2. **Assessment Phase**
   - Use execute_kubectl to gather initial cluster state (nodes, pods, events)
   - Identify problematic resources
   - Use todo_write to track your investigation plan

3. **Investigation Phase**
   - Focus on specific namespaces or resources
   - Use describe commands for detailed information
   - Check resource relationships and dependencies
   - Update your todo list as you progress

4. **Analysis Phase**
   - Correlate findings across different resource types
   - Identify root causes and contributing factors
   - Suggest remediation steps

5. **Summary Phase**
   - Summarize findings and recommendations
   - Complete remaining todos

## Security Guidelines

- Only use read-only kubectl commands (get, describe, logs, top, explain)
- Never attempt dangerous operations (delete, create, apply, patch, etc.)
- Commands with dangerous verbs will be blocked automatically
- Respect namespace boundaries and RBAC permissions

## Best Practices

- Be systematic and thorough in your investigations
- Use todo_write to track your debugging steps
- Start with broad queries, then narrow down
- Use field selectors and label selectors efficiently
- Cross-reference events with resource states
- Provide clear, actionable recommendations

Example LLM Interaction

Human: The pods in my production cluster are crashing. Can you help debug this?

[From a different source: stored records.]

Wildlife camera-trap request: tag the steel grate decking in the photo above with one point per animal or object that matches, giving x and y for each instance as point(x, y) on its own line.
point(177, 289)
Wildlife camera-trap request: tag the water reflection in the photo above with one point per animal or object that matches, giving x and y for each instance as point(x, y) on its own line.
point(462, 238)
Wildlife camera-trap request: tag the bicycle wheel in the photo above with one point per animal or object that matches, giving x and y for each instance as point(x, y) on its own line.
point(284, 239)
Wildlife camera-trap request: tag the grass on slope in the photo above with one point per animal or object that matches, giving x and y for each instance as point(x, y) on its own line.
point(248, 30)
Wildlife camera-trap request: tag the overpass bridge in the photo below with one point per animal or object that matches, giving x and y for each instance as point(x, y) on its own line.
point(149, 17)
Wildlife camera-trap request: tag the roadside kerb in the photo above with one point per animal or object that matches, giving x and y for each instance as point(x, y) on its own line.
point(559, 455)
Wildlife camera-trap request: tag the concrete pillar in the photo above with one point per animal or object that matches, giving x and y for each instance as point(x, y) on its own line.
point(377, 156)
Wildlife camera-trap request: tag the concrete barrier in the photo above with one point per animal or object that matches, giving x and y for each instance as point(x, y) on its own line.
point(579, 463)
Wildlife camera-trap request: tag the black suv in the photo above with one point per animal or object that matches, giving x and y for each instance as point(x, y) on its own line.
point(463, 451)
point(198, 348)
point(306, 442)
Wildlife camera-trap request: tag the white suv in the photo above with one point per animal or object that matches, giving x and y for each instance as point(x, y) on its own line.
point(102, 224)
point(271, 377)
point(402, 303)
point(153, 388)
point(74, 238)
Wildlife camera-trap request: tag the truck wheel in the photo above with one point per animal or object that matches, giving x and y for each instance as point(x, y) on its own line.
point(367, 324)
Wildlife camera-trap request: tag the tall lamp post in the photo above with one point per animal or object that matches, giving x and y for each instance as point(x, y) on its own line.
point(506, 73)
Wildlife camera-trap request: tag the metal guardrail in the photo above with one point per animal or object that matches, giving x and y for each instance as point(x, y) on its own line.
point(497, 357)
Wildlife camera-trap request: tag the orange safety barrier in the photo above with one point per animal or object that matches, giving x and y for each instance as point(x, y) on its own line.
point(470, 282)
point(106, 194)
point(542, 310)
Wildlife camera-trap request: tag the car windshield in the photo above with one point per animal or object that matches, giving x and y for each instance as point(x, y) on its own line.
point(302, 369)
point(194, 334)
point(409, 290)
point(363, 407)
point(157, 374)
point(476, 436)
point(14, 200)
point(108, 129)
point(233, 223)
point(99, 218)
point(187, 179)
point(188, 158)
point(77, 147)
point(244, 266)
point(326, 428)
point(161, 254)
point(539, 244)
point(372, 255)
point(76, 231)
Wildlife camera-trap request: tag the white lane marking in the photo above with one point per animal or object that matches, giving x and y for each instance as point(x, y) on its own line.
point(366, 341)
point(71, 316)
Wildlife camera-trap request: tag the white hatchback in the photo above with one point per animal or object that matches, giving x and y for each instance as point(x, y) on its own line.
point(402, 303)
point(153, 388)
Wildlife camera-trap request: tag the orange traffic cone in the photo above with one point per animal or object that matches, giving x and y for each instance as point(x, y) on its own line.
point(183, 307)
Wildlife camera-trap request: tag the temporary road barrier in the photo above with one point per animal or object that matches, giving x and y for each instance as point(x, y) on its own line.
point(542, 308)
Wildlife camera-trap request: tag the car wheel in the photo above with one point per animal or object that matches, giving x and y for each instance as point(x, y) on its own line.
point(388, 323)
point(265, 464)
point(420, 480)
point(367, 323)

Agent: I'll help debug your production cluster. Let me start by checking for problematic pods.

[Tool: execute_kubectl]
cluster_id: production
command: get pods -A --field-selector=status.phase!=Running

[Result: Found 3 pods not running]
- default/app-backend-7f8d9c-xyz (CrashLoopBackOff, 15 restarts)
- default/app-worker-6b5c8d-abc (CrashLoopBackOff, 12 restarts)
- monitoring/prometheus-9d4e2f-def (ImagePullBackOff)

[Tool: execute_kubectl]
cluster_id: production
command: describe pod app-backend-7f8d9c-xyz -n default

[Analysis]
I've identified the issues:

1. **app-backend and app-worker** - Both crashing due to database connection failure
   - Error: "Connection refused to postgres:5432"
   - Root cause: PostgreSQL service is not accessible
   - Recommendation: Check if postgres service and pods are running

2. **prometheus** - Image pull failure
   - Error: "Failed to pull image prometheus:v2.50.0"
   - Root cause: Image tag doesn't exist in registry
   - Recommendation: Verify image tag or use latest stable version

Would you like me to investigate the PostgreSQL connectivity issue further?